Specimen	Optical Loss (dB/cm)
	@633 nm	@1547 nm
PFPE-U(MA/A)	1.4	1.9
PFPE-U(MA/A)-DM(DV)S	1.8	1.5
PFPE-U(MA/A)-TM(V)S	1.3	2.4

exhibits optical loss values of UV LED fluorinated acrylates as measured on the spin-coated formulations. As seen, different silane-based conditioners significantly increase or decrease this optical parameter, depending on the wavelength selected to run the measurements. As generally acknowledged, absorption and scattering represent the main factors influencing optical loss in polymers [39]. The highly fluorinated UV LED curable acrylates developed can be regarded to exhibit low absorption due to the presence of C=F bonds. The presence of this bond in a polymer chain was proven to reduce optical loss and increase thermal stability [40,41]. Consequently, scattering effects can be regarded to dominate this optical parameter presumably originating from inhomogeneities encountered at a lower scale or variations of the refractive index [34].

4. Conclusions

In this contribution, a series of perfluoropolyether (PFPE)-urethane methacrylate transparent coatings has been developed based on an acrylic mixture using a neutral fluorinated polymer network, i.e., Fluorolink^® MD 700 and cured, in dynamic mode, by means of a UV LED in-place developed conveyor belt configuration. Resulted coatings properties are highly influenced both by crosslinking agents and curing times.

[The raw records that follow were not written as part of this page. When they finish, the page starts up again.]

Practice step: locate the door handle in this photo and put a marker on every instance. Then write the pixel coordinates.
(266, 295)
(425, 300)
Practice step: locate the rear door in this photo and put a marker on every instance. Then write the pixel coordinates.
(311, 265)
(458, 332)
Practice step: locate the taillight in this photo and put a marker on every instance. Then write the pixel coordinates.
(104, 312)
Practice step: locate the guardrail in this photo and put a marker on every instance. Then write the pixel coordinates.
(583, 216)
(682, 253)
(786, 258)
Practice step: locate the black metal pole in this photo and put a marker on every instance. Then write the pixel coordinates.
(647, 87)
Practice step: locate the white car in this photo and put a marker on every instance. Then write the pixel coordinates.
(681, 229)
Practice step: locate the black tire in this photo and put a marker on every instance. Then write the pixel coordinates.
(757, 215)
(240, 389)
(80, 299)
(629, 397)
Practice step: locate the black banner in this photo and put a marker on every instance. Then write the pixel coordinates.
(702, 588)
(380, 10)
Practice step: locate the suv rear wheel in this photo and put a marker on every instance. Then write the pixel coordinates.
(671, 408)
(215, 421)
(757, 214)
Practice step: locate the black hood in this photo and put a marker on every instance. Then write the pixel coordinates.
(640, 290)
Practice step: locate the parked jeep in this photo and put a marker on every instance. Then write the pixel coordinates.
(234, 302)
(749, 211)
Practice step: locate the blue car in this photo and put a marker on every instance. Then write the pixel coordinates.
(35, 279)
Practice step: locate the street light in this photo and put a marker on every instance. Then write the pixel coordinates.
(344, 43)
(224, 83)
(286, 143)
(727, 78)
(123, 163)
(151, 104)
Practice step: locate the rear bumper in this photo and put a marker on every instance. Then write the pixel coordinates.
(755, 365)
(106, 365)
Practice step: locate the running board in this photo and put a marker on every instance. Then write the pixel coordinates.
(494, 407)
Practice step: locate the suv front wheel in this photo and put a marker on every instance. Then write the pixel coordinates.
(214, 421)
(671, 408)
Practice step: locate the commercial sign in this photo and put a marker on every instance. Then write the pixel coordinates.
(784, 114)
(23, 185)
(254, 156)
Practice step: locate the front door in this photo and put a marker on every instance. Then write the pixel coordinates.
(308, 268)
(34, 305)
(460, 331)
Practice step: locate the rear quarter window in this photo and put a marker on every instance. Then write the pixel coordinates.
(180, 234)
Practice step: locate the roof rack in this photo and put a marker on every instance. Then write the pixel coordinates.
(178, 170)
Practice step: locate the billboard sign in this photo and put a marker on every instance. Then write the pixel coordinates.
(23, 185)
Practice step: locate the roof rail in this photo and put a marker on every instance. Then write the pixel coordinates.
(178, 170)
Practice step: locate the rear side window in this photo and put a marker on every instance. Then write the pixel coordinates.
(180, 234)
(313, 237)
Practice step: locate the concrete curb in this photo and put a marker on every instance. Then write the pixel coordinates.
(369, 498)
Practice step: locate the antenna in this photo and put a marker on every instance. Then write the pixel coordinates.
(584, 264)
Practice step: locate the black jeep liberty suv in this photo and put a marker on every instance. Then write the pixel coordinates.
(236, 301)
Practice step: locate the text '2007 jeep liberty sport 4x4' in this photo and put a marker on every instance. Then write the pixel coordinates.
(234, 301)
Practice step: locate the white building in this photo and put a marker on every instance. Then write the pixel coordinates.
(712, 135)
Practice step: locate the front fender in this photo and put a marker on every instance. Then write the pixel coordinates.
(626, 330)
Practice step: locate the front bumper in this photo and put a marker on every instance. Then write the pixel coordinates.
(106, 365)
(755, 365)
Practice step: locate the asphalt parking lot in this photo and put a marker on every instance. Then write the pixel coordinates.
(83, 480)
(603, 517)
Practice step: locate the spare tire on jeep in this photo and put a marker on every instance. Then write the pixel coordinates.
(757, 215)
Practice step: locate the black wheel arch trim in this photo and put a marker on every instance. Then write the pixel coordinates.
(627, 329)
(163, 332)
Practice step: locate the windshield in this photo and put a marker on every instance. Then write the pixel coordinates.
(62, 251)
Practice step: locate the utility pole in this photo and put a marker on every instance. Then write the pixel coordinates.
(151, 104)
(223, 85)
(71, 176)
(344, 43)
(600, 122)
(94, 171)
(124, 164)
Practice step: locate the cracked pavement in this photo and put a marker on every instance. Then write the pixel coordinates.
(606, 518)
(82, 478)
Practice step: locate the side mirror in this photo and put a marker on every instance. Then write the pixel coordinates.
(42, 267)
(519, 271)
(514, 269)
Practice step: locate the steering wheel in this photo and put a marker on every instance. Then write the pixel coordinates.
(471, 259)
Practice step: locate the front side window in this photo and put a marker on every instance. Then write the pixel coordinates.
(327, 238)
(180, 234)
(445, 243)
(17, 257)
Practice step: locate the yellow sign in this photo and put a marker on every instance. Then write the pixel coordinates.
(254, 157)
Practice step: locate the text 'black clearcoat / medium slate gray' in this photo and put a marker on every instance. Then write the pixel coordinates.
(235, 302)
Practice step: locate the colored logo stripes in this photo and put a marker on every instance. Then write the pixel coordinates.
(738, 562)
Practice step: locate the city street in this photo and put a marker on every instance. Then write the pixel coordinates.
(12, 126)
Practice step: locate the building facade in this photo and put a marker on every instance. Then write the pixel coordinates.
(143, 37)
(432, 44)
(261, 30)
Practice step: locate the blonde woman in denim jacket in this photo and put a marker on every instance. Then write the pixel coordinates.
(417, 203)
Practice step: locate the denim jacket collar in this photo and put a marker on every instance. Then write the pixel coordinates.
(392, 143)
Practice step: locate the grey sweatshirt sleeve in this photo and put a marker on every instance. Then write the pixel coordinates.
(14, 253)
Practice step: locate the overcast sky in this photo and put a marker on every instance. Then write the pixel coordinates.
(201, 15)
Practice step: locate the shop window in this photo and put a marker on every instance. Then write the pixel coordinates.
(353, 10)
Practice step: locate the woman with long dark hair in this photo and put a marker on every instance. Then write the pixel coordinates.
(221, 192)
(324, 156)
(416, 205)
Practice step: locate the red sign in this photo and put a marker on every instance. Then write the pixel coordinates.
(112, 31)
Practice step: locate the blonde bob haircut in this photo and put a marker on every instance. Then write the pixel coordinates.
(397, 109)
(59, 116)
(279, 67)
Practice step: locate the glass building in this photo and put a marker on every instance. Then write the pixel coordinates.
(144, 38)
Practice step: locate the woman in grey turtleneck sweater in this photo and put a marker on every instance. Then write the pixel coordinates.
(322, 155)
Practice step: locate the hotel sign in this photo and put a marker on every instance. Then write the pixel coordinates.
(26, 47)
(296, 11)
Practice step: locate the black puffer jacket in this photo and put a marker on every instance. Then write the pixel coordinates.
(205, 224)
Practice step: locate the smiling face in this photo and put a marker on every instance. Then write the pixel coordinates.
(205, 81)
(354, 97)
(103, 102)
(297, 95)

The viscoelastic properties of transparent coatings developed, based on different crosslinking agents, showed degradation in their storage modulus and negative shifts in their T_g with respect to the selected reference. The reported experimental data indicate the combination using dimethyl(divinyl)silane as a crosslinking agent shows relatively small differences in viscoelastic properties compared to the reference, and therefore improved performance in different environments and circumstances.

Refractive indices, independent of the crosslinking agent used, showed negligible variations with exposure rates or temperature increase compared to the reference coatings, with typical values of about 1.38 to 1.39. As for the thermo-optical coefficient (TOC), deploying trimethoxy(vinyl)silane as a crosslinking agent, result in a relatively small degradation in property compared to its counterpart, from −2.57∙10⁻⁴ K⁻¹ to −2.55∙10⁻⁴ K⁻¹. In addition, optical loss values for combinations showed different behavior at various wavelengths selected for measurements in favor of dimethyl(divinyl)silane while used as a crosslinking agent.

Consequently, the transparent perfluoropolyether (PFPE)-urethane methacrylate coatings described herein exhibit viscoelastic and optical properties that make them suitable for demanding applications requiring a low refractive index cladding for optical fibers or polymeric waveguides with low optical losses. The experimentally measured optical properties obviously support the combination with dimethyl(divinyl)silane as a crosslinking agent, although the other proposal should not be disclosed. Further applications can be identified with automotive engineering such as clear coats and coatings for battery elements, braking systems, optoelectronics, illumination sources, etc., as the demands evolve exponentially. To expand the application potentials, in addition to those already developed for aerospace, electronics and electrical industry, chemical processing, or medical applications, one should pay attention to the disruptive technology of 3D printing. With respect to the latter, these fluorinated polymers can be used as release agents or lubricants in the printing process to enable part removal and improve the printing quality.